A theoretical and practical challenge in the estimation of nonlinear or generalized linear models with measurement error or random-effects is that the likelihood or other estimating functions involve distributions of the unobserved variables that have to be integrated out. Consequently the estimating functions contain multiple integrals that usually do not admit closed forms. This causes numerical difficulties and sometimes makes the computation and optimization infeasible. Wang (2004) proposes a simulation-based method to overcome this numerical problem in estimating the nonlinear measurement error models. In particular, by using a "simulation by parts" technique a consistent estimator is obtained even with finite number of simulated points. This is in contrast to most other simulation-based methods in the literature that require the number of simulation points to increase to infinity in order for the estimators to be consistent.

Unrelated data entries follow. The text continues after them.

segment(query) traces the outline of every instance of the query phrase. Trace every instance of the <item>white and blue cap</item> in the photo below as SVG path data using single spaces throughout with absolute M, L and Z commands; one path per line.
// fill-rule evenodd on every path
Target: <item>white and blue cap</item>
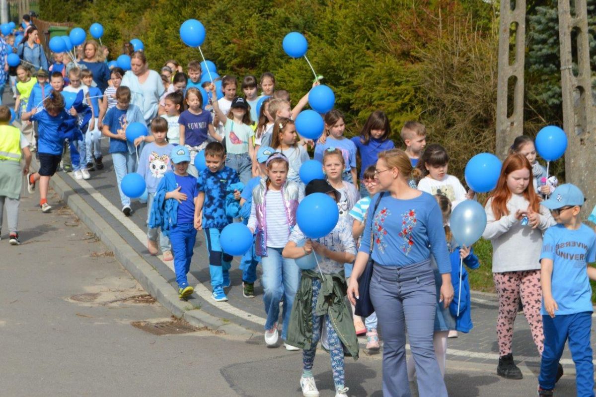
M 540 204 L 549 210 L 557 210 L 564 207 L 582 206 L 585 201 L 579 187 L 572 183 L 564 183 L 555 189 L 548 199 Z
M 170 152 L 170 160 L 175 164 L 182 162 L 182 161 L 188 161 L 190 162 L 190 152 L 188 151 L 186 146 L 182 145 L 174 146 L 174 148 Z
M 265 162 L 275 151 L 275 150 L 273 148 L 268 146 L 262 146 L 257 151 L 257 161 Z

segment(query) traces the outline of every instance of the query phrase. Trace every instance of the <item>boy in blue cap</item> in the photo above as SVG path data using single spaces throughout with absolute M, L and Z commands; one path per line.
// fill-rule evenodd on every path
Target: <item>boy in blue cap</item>
M 178 296 L 185 299 L 194 292 L 188 285 L 187 274 L 190 270 L 193 249 L 198 230 L 197 205 L 198 189 L 196 179 L 188 174 L 190 153 L 184 146 L 174 147 L 170 153 L 174 171 L 164 175 L 155 192 L 149 217 L 149 227 L 161 227 L 170 237 L 174 251 L 174 271 L 178 283 Z
M 544 352 L 540 364 L 538 395 L 552 396 L 558 380 L 557 366 L 565 342 L 576 369 L 578 396 L 594 396 L 594 365 L 590 346 L 592 289 L 596 280 L 596 234 L 582 223 L 583 193 L 574 185 L 558 186 L 541 203 L 557 224 L 544 233 L 540 255 Z

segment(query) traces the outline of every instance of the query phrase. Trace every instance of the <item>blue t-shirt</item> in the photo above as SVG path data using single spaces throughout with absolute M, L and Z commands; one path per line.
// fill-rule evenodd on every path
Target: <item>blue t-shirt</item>
M 339 149 L 342 152 L 343 161 L 346 163 L 344 172 L 349 171 L 352 168 L 356 168 L 356 145 L 353 142 L 347 138 L 336 139 L 330 135 L 324 144 L 317 145 L 315 147 L 315 160 L 322 162 L 324 152 L 329 148 Z
M 540 259 L 553 261 L 551 290 L 558 306 L 555 315 L 592 311 L 586 264 L 596 261 L 595 242 L 596 235 L 583 224 L 577 230 L 558 224 L 544 233 Z M 540 312 L 543 315 L 548 314 L 544 299 Z
M 380 194 L 380 193 L 379 193 Z M 377 202 L 378 195 L 371 199 Z M 368 253 L 372 227 L 372 259 L 383 266 L 405 266 L 422 262 L 432 254 L 440 273 L 451 272 L 443 215 L 436 200 L 424 192 L 409 200 L 384 194 L 377 212 L 367 213 L 366 226 L 359 251 Z
M 102 121 L 104 125 L 110 127 L 110 132 L 117 134 L 118 130 L 126 122 L 126 111 L 114 107 L 109 110 Z M 128 151 L 128 146 L 124 139 L 110 138 L 110 152 L 122 153 Z
M 371 137 L 366 145 L 360 140 L 362 137 L 355 136 L 352 138 L 352 142 L 356 145 L 360 152 L 360 159 L 362 160 L 360 169 L 360 179 L 364 178 L 364 170 L 371 165 L 377 164 L 378 160 L 378 154 L 386 150 L 389 150 L 395 147 L 393 141 L 391 139 L 375 139 Z
M 43 109 L 37 112 L 31 117 L 31 120 L 38 122 L 38 150 L 40 153 L 49 154 L 62 154 L 62 147 L 64 142 L 64 134 L 60 131 L 60 124 L 69 119 L 70 116 L 63 110 L 55 117 Z
M 219 171 L 212 173 L 205 168 L 198 173 L 197 184 L 198 191 L 205 193 L 203 204 L 203 228 L 222 229 L 232 223 L 232 218 L 225 213 L 226 189 L 240 180 L 238 173 L 224 166 Z
M 178 224 L 194 223 L 194 198 L 198 195 L 197 180 L 192 175 L 176 177 L 176 187 L 182 186 L 181 193 L 187 195 L 187 199 L 178 205 Z M 204 221 L 203 221 L 204 222 Z
M 185 110 L 178 117 L 178 124 L 184 126 L 184 144 L 198 146 L 207 139 L 210 124 L 213 123 L 211 112 L 203 110 L 200 114 L 193 114 Z

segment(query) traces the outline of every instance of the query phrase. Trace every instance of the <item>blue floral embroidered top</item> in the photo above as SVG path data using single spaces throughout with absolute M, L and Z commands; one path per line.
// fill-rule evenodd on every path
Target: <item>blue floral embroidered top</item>
M 372 227 L 372 259 L 383 266 L 405 266 L 424 261 L 432 254 L 439 271 L 451 271 L 443 215 L 434 198 L 422 192 L 409 200 L 386 194 L 374 216 L 373 197 L 358 251 L 368 253 Z

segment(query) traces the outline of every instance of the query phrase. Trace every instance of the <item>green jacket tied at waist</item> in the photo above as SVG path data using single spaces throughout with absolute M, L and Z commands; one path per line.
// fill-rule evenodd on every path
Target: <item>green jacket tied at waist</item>
M 316 314 L 328 314 L 344 349 L 354 360 L 358 358 L 358 339 L 356 336 L 350 310 L 346 304 L 347 286 L 343 272 L 322 274 L 312 270 L 302 270 L 300 287 L 296 292 L 290 316 L 285 343 L 302 349 L 308 349 L 312 343 L 312 280 L 321 281 L 321 291 L 317 299 Z M 321 326 L 325 322 L 321 321 Z

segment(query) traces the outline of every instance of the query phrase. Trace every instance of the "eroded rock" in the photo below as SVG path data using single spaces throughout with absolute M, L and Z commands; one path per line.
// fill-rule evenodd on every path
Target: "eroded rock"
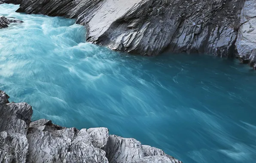
M 0 91 L 0 162 L 25 163 L 32 107 L 24 103 L 9 103 L 9 98 Z
M 248 63 L 256 61 L 256 0 L 246 0 L 241 13 L 236 45 L 240 60 Z
M 244 0 L 20 1 L 18 12 L 76 18 L 87 27 L 88 41 L 113 49 L 225 57 L 237 53 Z
M 9 24 L 12 23 L 21 23 L 23 22 L 23 21 L 20 20 L 11 19 L 5 16 L 0 16 L 0 29 L 8 27 Z
M 104 149 L 109 139 L 108 129 L 105 127 L 91 128 L 87 132 L 91 137 L 93 145 L 100 149 Z
M 144 156 L 140 142 L 116 135 L 110 135 L 106 152 L 110 163 L 125 163 Z
M 44 119 L 31 122 L 32 107 L 9 98 L 0 91 L 0 162 L 182 163 L 134 139 L 109 136 L 107 128 L 79 131 Z

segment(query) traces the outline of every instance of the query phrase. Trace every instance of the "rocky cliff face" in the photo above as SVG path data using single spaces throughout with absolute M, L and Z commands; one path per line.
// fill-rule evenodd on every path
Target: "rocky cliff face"
M 12 23 L 21 23 L 23 21 L 18 20 L 10 19 L 4 16 L 0 16 L 0 29 L 8 27 Z
M 244 62 L 256 66 L 256 0 L 246 0 L 241 13 L 240 27 L 236 46 Z
M 253 0 L 1 0 L 20 3 L 19 12 L 76 18 L 86 27 L 88 41 L 113 49 L 255 61 Z
M 100 127 L 67 128 L 41 119 L 31 122 L 32 107 L 9 103 L 0 91 L 0 162 L 182 163 L 134 139 L 109 135 Z

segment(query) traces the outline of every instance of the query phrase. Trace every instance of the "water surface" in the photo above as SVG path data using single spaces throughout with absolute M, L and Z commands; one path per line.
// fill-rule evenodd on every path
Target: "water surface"
M 85 43 L 75 21 L 15 13 L 0 30 L 0 89 L 33 107 L 33 120 L 108 127 L 184 163 L 256 160 L 256 72 L 199 55 L 128 55 Z

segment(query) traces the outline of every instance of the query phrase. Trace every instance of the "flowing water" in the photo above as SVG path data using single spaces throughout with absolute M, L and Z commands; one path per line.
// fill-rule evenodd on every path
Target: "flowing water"
M 184 163 L 256 160 L 256 72 L 206 55 L 128 55 L 85 43 L 75 20 L 15 13 L 0 30 L 0 89 L 33 120 L 108 127 Z

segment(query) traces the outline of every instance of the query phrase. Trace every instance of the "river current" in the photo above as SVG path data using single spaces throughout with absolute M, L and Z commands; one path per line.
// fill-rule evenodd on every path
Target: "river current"
M 143 57 L 86 43 L 75 20 L 15 13 L 0 30 L 0 89 L 26 102 L 33 121 L 104 127 L 184 163 L 256 160 L 256 72 L 236 60 Z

Later this simulation-based method is used to obtain root-n consistent estimator in nonlinear mixed effects models for longitudinal data (Wang 2007), nonlinear semiparametric models with classical measurement error (Wang and Hsiao 2011), generalized linear models with measurement error (Abarin and Wang 2012), and generalized linear mixed models with measurement error (Li and Wang 2012b). More recently, Li and Wang (2016) extends this approach to deal with the missing data problem in generalized linear mixed models.

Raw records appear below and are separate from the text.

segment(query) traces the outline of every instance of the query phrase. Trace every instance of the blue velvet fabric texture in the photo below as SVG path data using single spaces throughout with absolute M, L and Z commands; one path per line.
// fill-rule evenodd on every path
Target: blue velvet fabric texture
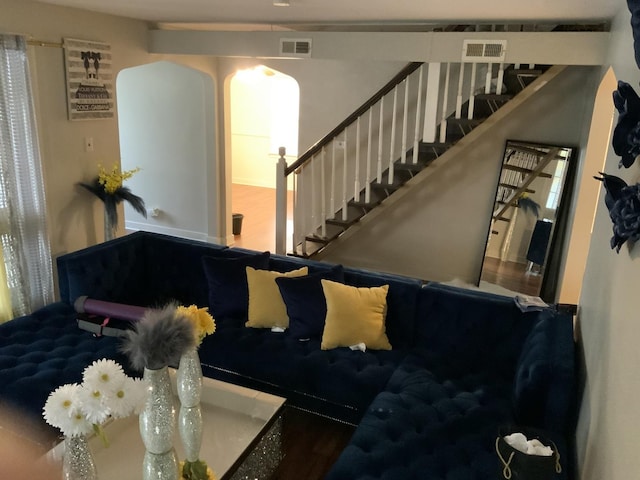
M 227 255 L 227 251 L 224 253 Z M 209 311 L 214 318 L 245 318 L 249 309 L 246 267 L 267 269 L 269 253 L 237 258 L 205 256 L 202 265 L 209 287 Z
M 418 293 L 422 287 L 420 280 L 345 267 L 344 283 L 354 287 L 389 285 L 385 320 L 389 342 L 394 349 L 405 349 L 414 345 Z
M 128 373 L 115 337 L 94 337 L 78 328 L 75 311 L 58 302 L 0 326 L 1 403 L 17 409 L 43 431 L 59 433 L 41 418 L 49 394 L 66 383 L 82 381 L 95 360 L 112 358 Z
M 344 283 L 344 269 L 336 265 L 326 272 L 303 277 L 276 278 L 289 317 L 289 335 L 297 339 L 319 339 L 327 316 L 327 300 L 321 280 Z
M 217 322 L 199 350 L 205 375 L 283 395 L 294 405 L 356 422 L 404 355 L 401 351 L 320 350 L 320 340 Z

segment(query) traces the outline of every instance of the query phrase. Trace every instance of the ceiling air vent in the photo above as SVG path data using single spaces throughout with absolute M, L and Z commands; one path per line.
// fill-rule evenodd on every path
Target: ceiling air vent
M 504 62 L 507 52 L 506 40 L 464 40 L 463 62 Z
M 311 57 L 311 39 L 310 38 L 281 38 L 280 39 L 280 56 L 281 57 Z

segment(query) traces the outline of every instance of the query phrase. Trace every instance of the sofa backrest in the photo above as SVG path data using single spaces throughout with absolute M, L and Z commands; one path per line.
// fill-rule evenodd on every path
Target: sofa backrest
M 208 284 L 202 257 L 225 246 L 149 232 L 135 232 L 58 257 L 61 299 L 69 304 L 82 295 L 140 306 L 169 301 L 208 305 Z M 256 251 L 231 248 L 238 256 Z M 333 265 L 298 257 L 271 254 L 269 269 L 287 271 L 308 266 L 309 273 Z M 418 293 L 422 282 L 399 275 L 345 268 L 347 285 L 377 287 L 388 284 L 386 328 L 394 348 L 413 343 Z
M 443 369 L 513 375 L 538 312 L 523 313 L 512 297 L 438 283 L 420 292 L 416 346 L 447 359 Z

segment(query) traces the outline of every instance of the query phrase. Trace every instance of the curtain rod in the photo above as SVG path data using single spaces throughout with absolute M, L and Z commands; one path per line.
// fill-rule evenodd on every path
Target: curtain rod
M 62 43 L 45 42 L 43 40 L 27 40 L 27 45 L 33 45 L 35 47 L 52 47 L 52 48 L 62 48 L 64 46 Z

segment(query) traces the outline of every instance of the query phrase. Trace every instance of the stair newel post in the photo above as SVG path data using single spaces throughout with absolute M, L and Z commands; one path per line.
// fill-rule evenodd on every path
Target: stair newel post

Modern research in science and engineering often involves numerical optimization and integration of high-dimensional functions. In statistics, moreover, complex data structures require highly sophisticated statistical modeling and inference procedures. Consequently, practical and efficient computational methods and algorithms are crucial. The task is particularly challenging when the problem is high-dimensional.
Fu and Wang (2002) develop a discretization-based multivariate sampling algorithm, which is fairly efficient in generating a large sample of independent points from a relatively high-dimensional distribution without knowing the normalizing constant. This method overcomes many typical drawbacks of the Markov Chain Monte Carlo (MCMC) methods such as problems associated with ill-shaped or disconnected sample spaces. This algorithm is applied to a large class of global optimization problems in engineering design and reliability assessment by Wang, Shan and Wang (2004) and Wang, Wang and Shan (2005). It is also applied to Bayesian finite mixture modeling of genetic and environmental data by Wang and Fu (2007) and Xue et al (2005).